The above image shows the foreign ministers of the five existing BRICS members (seated) during their recent meeting in Cape Town. Behind them are ministers from 10 of the 13 states thought to be applying for membership.
In recent weeks, JWE President Helena Cobban has been exploring the rapidly expanding role that the “BRICS” grouping—Brazil, Russia, India, China, and South Africa—has been playing in world affairs. On Moday evening, she was a panelist in a webinar on “Shifting Power Dynamics: Ukraine, Russia, and U.S.-China Relations in a Multipolar World” that was presented by the Committee for a SANE US-China Policy, of which she is a member. The other panelists there were veteran Five Colleges peace educator Michael Klare and Australian scholar Joseph Camilleri, and the discussion was ably moderated by Joseph Gerson, who heads the Campaign for Peace, Disarmament, and Common Security.
Then yesterday, a short article that Ms. Cobban wrote last week, “How BRICS Countries Help to Define a Truly New World Order”, was published by The Nation.
In the Nation article, Ms. Cobban provided some helpful background about the history of the BRICS grouping, which was founded (as “BRIC”) in 2009, in the aftermath of the global financial crisis of 2008. She also focused on what happened at the foreign ministers’ meeting the bloc held in Cape Town in early June, as they prepared for the grouping’s 15th summit meeting, slated to be held in South Africa in late August.
She noted that,
last year, the combined economic output of the five BRICS members, measured in purchasing power parity, for the first time exceeded that of the US-led G7. And this year, BRICS is poised to move to a much more powerful role in world affairs: It looks as if 13 significant other nations from the Global South, including Saudi Arabia and Iran, may be admitted to the grouping at its upcoming summit…
She wrote of BRICS that,
All its member nations (except Russia) have deep, vivid memories of the harms their peoples suffered during earlier centuries of white, Western rule over their countries. In that, they are similar to the Non-Aligned Movement of the 1960s. But the BRICS leaders… define their interests and goals in primarily economic terms, sidestepping as much as they can the matter of military alignment or nonalignment. (They showed that in the agnosticism they expressed in Cape Town on the issue of the war in Ukraine.)
In Monday’s webinar, Ms. Cobban was able to expand on several of these points.

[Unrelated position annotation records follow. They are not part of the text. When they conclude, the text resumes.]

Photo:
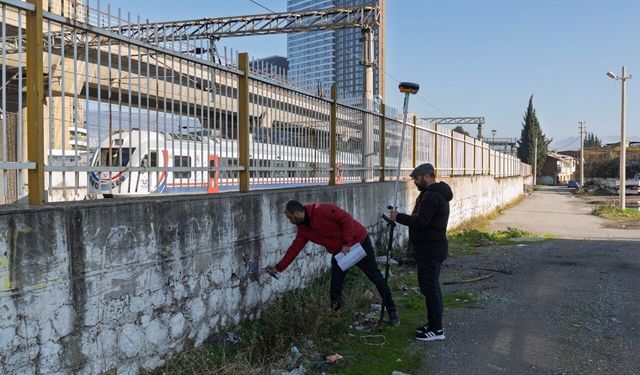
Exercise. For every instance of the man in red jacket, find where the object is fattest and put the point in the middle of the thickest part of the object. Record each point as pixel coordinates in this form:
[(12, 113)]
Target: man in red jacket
[(328, 225)]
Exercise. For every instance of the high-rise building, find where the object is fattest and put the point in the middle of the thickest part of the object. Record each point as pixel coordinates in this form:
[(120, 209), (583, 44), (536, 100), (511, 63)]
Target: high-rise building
[(320, 58)]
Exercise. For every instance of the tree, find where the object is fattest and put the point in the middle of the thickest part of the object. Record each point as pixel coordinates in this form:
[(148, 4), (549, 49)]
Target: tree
[(592, 140), (530, 132), (460, 130)]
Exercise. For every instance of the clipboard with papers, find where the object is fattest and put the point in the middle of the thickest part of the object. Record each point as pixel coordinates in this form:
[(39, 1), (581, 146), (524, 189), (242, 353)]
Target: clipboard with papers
[(346, 261)]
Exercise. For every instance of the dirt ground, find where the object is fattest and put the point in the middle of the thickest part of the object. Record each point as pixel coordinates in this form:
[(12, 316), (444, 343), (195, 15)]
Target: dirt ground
[(569, 305)]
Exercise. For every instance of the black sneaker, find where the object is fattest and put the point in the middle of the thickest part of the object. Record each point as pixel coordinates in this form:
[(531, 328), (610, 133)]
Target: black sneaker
[(430, 335)]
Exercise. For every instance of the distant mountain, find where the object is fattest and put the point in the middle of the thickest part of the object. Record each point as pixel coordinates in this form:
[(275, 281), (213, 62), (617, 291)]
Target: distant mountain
[(573, 143)]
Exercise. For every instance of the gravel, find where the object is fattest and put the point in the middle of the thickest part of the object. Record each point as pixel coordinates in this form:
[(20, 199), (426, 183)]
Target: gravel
[(564, 306)]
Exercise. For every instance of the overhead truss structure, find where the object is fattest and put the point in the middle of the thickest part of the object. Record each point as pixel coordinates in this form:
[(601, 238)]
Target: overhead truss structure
[(364, 17)]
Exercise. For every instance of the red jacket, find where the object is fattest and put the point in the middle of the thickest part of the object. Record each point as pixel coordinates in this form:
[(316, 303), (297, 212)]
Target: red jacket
[(325, 224)]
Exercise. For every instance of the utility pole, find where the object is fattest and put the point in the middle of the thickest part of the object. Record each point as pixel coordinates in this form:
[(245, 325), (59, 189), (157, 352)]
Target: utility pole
[(535, 159), (582, 128), (623, 141)]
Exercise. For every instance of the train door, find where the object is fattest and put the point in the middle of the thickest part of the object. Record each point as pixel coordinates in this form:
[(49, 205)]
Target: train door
[(213, 185), (148, 179)]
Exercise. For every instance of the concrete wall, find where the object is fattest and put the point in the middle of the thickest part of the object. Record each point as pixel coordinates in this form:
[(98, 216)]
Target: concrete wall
[(123, 285)]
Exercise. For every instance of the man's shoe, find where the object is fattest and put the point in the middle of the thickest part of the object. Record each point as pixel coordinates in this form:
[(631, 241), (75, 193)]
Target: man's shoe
[(394, 319), (430, 335)]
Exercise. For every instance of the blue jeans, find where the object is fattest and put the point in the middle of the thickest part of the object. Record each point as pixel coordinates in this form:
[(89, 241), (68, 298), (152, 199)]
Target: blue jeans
[(429, 282), (370, 268)]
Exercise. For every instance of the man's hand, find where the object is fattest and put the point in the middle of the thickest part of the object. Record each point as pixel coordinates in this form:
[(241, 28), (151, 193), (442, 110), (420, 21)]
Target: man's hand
[(271, 270), (392, 215)]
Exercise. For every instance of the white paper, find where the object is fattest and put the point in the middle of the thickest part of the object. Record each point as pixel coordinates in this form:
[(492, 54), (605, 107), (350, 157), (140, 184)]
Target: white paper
[(346, 261)]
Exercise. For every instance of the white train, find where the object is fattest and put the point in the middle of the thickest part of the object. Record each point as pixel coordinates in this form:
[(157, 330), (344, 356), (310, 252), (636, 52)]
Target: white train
[(140, 162)]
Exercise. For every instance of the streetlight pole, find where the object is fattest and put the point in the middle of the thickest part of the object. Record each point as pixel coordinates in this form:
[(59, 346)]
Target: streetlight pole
[(407, 88), (582, 152), (623, 142)]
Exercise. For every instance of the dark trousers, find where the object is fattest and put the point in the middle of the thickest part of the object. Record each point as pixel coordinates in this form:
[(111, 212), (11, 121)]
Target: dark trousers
[(429, 282), (370, 268)]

She was also able, during the first of the two 7-minute time-slots assigned to her, to present graphics that helpfully illustrated some of the points she was making about BRICS’s growing reach and power. The second of her time-slots (36:15 -> 44:10) was devoted to the topic of the effect the conflict in Ukraine has had on the global power balance.
The discussion among the three panelists was a rich one, in the course of which they explored some of the differences that had been revealed among them, especially on the crucial matter of the whether military power still has any valency in world affairs.
Ms. Cobban later noted that the work she has been doing in writing the essays she has been publishing as part of JWE’s “Globalities” project had prepared her well for both of these recent assignments.
She told JWE:
I’ve been thinking deeply about the global balance for many decades now. And for the past three-plus years I’ve been focusing rather specifically on this matter of the hegemonic role that a handful of nations of West-European heritage have exercised over the affairs of all of humankind: how that hegemony was built in the first place, starting some 500 or 600 years ago, and what is happening now, as it crumbles with increasing speed. So these were two good forums in which to explore some of these issues in a more public way. Doing these projects with The Nation and with the Committee for a SANE US-China Policy has been very enriching!